Chanukah is a Rabbinic Jewish celebration, commencing on the Hebrew (lunar) date of 25th Kislev (typically in December, but sometimes late November or early January) for eight days. Chanukah commemorates the victory of the Maccabees over the Greeks in 165 BCE (or 2178 years ago). At that time, the Greeks profaned the Second Holy Temple in Jerusalem and only one sealed bottle of pure olive oil was found. It would normally have burned in the Temple for only one day and a week’s supply of non-profaned oil was required until a new pure batch could be manufactured. Judah the Maccabee rededicated the Temple and the one oil bottle contents miraculously burned for eight days. The story of Chanukah appears in the Apocryphal books Maccabees I and Maccabees II. Chanukah means dedication, and we remember the rededication of the Temple. On Chanukah, being a Rabbinic festival, we are permitted to work, drive etc., yet we recite festival Psalms (Hallel).
We celebrate by lighting candles for eight days after nightfall, starting with one and increasing by one daily. The candles, whether of wax or olive oil, are housed in a Menorah and should burn for at least thirty minutes. The blessings and two songs sung after the candle lighting can be found in most prayer books (siddurim) and online at:
It is tradition not to work during at least the first half hour that the candles are burning, so this time is spent singing and optionally playing dreidel – a four-sided spinning top with four letters, one on each side. The letters are in Hebrew (standing for A big miracle happened here/there =Nes Gadol Hayah Poh, that is nun- for nothing, Gimmel= all, Hay for half and Peh for donate one). One typically plays with sweets or coins. Say, everyone places two sweets in the bank/kitty and the first person spins the dreidel.
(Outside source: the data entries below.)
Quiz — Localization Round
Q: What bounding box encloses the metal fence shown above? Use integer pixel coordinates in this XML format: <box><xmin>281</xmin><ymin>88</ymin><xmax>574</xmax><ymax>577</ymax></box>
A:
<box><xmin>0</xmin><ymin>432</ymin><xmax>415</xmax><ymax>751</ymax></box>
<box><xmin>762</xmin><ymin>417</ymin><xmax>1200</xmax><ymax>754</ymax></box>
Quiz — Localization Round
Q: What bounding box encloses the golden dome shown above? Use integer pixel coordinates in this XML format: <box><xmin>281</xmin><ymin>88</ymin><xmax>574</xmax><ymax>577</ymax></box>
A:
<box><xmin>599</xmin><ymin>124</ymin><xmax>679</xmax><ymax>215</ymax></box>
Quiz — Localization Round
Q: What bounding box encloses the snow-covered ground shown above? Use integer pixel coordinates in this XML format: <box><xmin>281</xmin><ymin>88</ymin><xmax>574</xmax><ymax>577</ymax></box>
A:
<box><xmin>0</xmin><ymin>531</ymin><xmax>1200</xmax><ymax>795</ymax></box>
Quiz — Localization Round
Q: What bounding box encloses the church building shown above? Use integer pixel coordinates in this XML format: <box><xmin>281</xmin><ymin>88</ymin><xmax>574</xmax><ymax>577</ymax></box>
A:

If it falls on gimmel, then they take all the sweets and everyone puts another two in the bank/kitty. The next person takes his/her turn and so it goes on “ad latkes/donuts are ready“.
We commemorate the Chanukah miracle by lighting the candles and eating oil-containing foods to remind us of the oil of the miracle. The foods we eat are, for example, potato pancakes (known also as latkes (Yiddish) and Levivot (Hebrew)). These are made by grating 2lb peeled potatoes, draining water therefrom in a sieve and adding salt and pepper to taste, adding 4 eggs, 1-2 cups matzo meal, mixing and forming flat pancakes by hand of about 1/3 inch thickness and two-four inches diameter. Thereafter fry on first side in oil in a frying pan, fry on second side and dry on paper towel. Then heat and eat. The latkes go well with sizzling sausages and coleslaw.
Another favorite oily food is doughnuts/donuts. Donut rings are of around 1 inch diameter cross section or sometime are 3-4 inch balls. These are deep-fried in oil. The ball-shaped doughnuts can be injected with jam/jelly. There are many coatings, glazings and chocolate icings, which can be added to make miraculously fattening donuts!